What exactly is a tomten? Nordic folklore has spirits associated with virtually every natural feature or site associated with human activity, including houses and farms. Popular depictions of gnomes fit fairly well with how these latter spirits are envisioned.
My first exposure to The Tomten was when my first grade teacher read it to our class. I remember listening to her soft, sweet voice read the story, and being perfectly content. This particular tomten is associated with a farm, and the reader follows him on a long wintry night as he makes his rounds. He visits all the inhabitants of the farm (human and animal), tends the animals, and generally sees that all is well.
It was one of those books that stay with you, and I was curious enough to pick it up in a bookstore as an adult. Much to my delight, I found that it was as charming a story as I remembered.
This book is an institution in Sweden, and well it should be. It is prettily written, and endearingly illustrated. There is repetition of language in the way that young children find soothing, but not so as to bore adults.
It is a book steeped in winter, and might be a good story to make part of your Yuletide tradition, yet another way of making the season special and full of magic.

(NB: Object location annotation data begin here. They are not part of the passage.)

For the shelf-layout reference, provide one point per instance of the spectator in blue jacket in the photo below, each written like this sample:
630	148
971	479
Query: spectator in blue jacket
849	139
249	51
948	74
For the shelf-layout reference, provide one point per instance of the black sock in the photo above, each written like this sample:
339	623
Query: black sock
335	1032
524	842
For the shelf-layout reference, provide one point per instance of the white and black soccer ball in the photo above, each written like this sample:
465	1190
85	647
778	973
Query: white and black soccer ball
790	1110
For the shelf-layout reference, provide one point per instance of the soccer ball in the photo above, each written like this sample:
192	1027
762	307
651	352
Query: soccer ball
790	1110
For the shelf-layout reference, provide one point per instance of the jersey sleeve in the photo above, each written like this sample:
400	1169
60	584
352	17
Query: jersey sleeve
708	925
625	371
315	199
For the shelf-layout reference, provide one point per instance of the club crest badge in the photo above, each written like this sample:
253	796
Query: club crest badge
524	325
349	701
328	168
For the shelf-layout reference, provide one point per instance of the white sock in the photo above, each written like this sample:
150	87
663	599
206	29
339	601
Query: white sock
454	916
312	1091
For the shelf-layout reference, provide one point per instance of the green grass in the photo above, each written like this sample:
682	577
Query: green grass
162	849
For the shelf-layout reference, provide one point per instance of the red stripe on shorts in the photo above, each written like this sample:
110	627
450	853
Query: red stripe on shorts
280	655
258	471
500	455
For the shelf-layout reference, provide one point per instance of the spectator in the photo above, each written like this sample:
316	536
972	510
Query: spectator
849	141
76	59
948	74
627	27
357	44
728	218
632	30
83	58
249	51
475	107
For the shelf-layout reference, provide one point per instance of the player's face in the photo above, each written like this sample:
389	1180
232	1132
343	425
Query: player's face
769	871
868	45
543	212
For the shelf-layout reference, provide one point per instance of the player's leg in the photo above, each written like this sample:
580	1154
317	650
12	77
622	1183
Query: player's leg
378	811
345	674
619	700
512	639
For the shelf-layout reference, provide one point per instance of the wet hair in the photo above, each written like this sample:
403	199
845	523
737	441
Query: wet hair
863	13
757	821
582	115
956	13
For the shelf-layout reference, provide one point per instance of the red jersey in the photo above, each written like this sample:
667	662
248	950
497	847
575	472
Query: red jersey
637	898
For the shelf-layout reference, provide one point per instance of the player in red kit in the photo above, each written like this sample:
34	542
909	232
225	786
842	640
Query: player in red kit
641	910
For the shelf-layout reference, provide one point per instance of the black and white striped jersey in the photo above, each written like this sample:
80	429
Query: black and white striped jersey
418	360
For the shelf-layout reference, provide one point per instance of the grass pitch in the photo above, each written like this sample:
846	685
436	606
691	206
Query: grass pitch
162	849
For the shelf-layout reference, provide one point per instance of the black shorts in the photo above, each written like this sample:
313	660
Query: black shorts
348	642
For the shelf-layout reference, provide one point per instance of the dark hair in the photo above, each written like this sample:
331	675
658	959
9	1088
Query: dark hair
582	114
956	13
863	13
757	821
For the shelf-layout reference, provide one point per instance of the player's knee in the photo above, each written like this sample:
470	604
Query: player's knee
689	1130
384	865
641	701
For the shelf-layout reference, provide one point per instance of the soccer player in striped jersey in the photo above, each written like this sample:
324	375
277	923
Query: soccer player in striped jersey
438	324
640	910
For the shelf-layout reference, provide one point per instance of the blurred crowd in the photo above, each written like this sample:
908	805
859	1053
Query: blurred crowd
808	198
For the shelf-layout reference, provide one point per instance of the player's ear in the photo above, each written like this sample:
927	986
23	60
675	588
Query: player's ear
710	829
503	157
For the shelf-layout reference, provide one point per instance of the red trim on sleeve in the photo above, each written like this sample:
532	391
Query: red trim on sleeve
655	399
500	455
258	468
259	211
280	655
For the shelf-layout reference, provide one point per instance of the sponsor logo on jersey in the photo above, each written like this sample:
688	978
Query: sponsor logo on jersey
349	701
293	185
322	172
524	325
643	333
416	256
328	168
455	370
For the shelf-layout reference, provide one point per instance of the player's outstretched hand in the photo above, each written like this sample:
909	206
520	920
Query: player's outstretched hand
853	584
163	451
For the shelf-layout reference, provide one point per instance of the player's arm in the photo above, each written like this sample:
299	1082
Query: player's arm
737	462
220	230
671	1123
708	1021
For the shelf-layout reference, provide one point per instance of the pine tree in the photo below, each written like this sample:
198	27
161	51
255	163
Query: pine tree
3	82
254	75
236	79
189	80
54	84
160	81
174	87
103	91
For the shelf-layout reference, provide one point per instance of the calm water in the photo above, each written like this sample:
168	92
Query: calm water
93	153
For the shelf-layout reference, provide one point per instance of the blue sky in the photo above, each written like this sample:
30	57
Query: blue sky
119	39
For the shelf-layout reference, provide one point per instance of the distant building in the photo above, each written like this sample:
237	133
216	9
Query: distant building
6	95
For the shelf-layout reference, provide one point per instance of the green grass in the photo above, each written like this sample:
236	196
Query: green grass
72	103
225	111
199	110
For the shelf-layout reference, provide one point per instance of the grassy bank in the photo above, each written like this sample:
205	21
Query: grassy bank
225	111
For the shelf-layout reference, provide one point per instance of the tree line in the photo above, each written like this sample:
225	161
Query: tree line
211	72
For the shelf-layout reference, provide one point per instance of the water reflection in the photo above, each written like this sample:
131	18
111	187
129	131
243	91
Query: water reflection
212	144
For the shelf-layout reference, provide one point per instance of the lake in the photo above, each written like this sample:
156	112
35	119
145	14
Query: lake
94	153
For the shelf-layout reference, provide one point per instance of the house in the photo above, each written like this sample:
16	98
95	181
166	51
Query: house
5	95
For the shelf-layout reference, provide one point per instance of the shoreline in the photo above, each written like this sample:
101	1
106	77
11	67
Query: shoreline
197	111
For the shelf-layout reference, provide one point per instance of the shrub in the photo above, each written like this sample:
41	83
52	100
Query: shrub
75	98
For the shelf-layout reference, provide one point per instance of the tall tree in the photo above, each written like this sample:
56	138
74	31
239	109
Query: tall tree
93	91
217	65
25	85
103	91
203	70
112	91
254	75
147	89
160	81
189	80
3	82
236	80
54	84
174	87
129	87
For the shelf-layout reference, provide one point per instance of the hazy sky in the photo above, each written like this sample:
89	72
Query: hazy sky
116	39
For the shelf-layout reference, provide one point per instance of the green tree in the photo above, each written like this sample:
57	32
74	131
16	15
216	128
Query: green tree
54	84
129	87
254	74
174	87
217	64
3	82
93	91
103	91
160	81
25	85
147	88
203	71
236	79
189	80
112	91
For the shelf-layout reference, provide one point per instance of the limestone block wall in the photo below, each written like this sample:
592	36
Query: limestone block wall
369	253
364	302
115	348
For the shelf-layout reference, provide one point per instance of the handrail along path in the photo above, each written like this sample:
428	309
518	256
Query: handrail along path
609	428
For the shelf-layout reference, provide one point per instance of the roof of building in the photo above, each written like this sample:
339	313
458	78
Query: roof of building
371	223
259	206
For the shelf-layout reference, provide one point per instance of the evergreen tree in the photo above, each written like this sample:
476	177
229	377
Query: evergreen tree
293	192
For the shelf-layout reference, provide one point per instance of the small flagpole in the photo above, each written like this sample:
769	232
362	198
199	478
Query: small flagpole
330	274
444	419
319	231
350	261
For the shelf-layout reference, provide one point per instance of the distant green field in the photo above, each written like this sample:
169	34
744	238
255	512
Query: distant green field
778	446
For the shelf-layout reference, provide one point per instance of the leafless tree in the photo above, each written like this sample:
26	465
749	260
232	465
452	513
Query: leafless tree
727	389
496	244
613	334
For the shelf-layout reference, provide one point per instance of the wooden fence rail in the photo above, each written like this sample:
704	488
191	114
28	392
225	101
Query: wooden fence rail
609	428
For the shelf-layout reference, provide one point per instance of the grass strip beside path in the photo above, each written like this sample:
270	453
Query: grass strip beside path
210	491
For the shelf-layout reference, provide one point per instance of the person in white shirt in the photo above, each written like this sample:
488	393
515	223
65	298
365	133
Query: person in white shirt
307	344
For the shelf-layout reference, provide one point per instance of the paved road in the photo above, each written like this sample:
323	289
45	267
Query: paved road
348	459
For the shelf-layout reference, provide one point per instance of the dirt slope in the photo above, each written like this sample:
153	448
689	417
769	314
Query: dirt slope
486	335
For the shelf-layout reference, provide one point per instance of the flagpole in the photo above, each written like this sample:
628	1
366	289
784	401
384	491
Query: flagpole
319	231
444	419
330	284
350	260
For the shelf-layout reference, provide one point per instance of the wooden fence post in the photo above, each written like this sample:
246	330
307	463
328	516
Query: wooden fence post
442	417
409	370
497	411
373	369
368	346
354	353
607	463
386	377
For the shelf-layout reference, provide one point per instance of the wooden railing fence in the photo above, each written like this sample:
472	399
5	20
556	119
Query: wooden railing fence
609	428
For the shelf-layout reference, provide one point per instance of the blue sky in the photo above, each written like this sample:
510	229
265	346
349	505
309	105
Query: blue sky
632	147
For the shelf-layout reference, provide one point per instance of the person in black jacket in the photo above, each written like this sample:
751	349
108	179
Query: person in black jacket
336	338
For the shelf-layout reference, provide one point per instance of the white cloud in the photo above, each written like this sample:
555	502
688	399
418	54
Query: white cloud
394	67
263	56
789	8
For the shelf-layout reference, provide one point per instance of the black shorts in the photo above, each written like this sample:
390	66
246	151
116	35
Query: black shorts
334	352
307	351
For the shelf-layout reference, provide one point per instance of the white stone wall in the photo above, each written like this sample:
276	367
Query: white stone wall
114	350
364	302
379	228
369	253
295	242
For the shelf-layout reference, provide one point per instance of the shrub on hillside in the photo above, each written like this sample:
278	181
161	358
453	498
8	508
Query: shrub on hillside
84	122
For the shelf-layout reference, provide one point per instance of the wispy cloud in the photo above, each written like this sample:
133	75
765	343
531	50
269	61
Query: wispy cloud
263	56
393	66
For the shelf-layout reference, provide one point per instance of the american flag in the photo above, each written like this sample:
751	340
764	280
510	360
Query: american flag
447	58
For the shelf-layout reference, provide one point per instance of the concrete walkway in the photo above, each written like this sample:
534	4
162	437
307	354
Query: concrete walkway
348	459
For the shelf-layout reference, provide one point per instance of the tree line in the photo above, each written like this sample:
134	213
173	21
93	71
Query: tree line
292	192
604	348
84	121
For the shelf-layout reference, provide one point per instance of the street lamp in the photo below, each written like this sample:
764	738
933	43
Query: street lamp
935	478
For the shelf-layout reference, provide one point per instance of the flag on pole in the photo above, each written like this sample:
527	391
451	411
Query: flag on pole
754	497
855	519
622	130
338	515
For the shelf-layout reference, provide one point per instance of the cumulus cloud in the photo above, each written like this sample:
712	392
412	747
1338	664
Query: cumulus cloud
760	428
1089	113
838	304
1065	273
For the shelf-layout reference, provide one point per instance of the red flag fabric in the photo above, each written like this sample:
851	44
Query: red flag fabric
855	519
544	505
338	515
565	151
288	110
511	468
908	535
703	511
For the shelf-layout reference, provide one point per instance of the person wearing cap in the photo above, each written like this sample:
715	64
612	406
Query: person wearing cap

In short, this book is highly recommended, and happily, is widely available at a reasonable price.
Additional Notes of Interest
There is also a sequel called The Tomten and the Fox available.
Viktor Rydberg, the author of the original poem that inspired this book, was a noted author and scholar in 19th century Sweden. Among other works, he produced a book on Nordic mythology that contains his highly personalized perspective on the Norse mythos. This work could be best compared to Robert Graves' The White Goddess, interesting, but to be read as poetic inspiration, not as a scholarly work.